Al caer la tarde se percibe como las mujeres se van ausentando de las calles para dejar paso al gentío masculino, el cielo va apagándose y el silencio penetra en los oídos, perturbado sólo por el canto del almuecín
Ani, la ciudad en ruinas a 44 kilómetros de Kars, es realmente fascinante, irreal, que se levanta en medio de los campos alineados a lo largo del río Arcapay, frontera natural entre Turquía y la Republica de Armenia. Desde allí se pueden ver las atalayas de los vigías ( antes rusos ), y es por su situación estratégica por lo que está completamente prohibido visitarla portando cualquier tipo de cámara fotográfica o de video.
Previamente a traspasar la muralla que la rodea, un soldado se encarga de registrar a los viajeros para comprobar que todo está en regla.
Ani fue en principio la capital de un pueblo urartiano, y luego de un estado armenio ( 953-1045), seguidamente fue conquistada por los bizantinos y vuelta a conquistar por los selyúcidas de Irán , a los que siguieron los georgianos y finalmente los emires kurdos.

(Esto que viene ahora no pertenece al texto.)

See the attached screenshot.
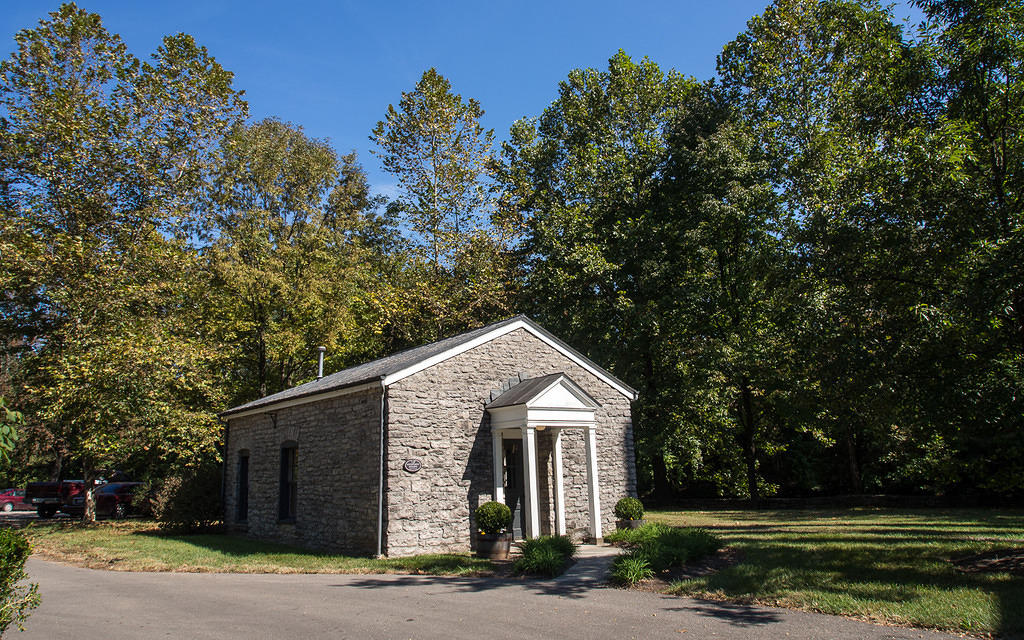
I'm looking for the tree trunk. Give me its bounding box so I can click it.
[82,462,96,522]
[650,451,673,506]
[844,427,862,494]
[50,450,63,482]
[739,376,761,507]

Su destino continuó siendo agitado hasta la llegada de los mongoles en 1235, que expulsaron a todos y a cada uno de los pueblos anteriores. Pero los mongoles eran nómadas y la vida sedentaria no tenía ningún aliciente para ellos, así que Ani fue desapareciendo con el paso de los siglos.

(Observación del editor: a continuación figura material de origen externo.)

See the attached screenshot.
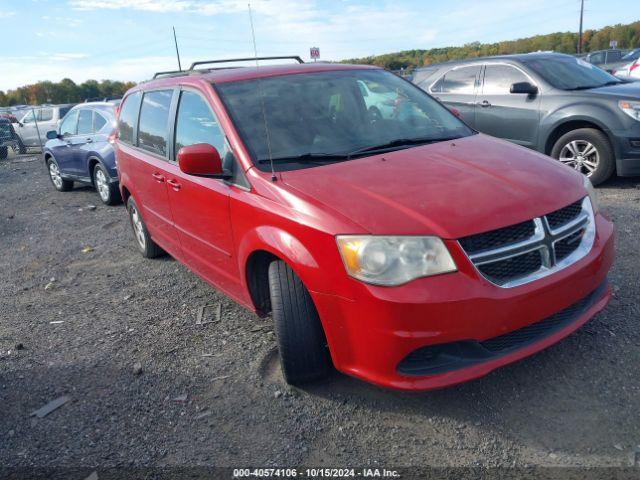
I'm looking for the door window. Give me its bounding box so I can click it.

Aún sigue siendo asombroso como un estado completamente descuidado se mantienen tras las murallas los vestigios de ocho iglesias, un convento, la ciudadela, una mezquita, la catedral y a orilla de la garganta varias cavernas que aquella época debieron estar habitada.
Bordeando la frontera de Armenia y de Irán nos dirigimos hacia Dogubayazit, en busca del legendario monte Ararat, El viaje lo hacemos en “ dolmus “, vehículo local tipo minibús para 12 personas en el que normalmente llegan a subir hasta más de 20, si escapan a los controles policiales de carretera. El motivo: cuantos más viajeros, más barato es el billete que se va repartiendo entre todos.

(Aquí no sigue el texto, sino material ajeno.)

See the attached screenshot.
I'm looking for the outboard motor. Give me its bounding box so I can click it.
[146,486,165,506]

Durante el trayecto, la curiosidad de esta gente es inevitable y emprendemos una conversación por medio de gestos, algo absurdos pero llevaderos, mientras el dolmus sigue recogiendo pasajeros por los caminos, allí donde no hay paradas, ni pueblo alguno en muchos kilómetros a la redonda, como aparecidos de repente. Sin embargo, aunque en el pequeño vehículo ya no hay espacio ni para respirar, procuran no molestar al extranjero, que es el único que tiene derecho a ocupar completamente su asiento.
Las fronteras armenias e iraníes quedan a nuestra izquierda, pegada a la carretera, y ellos no cesan de indicarnos con la mano donde estaban las antiguas republicas soviéticas, con una sonrisa pícara. Diseminados a lo largo del camino, los campamentos nómadas con sus rebaños de cabras y ovejas, cuyos dueños nos miran atónitos.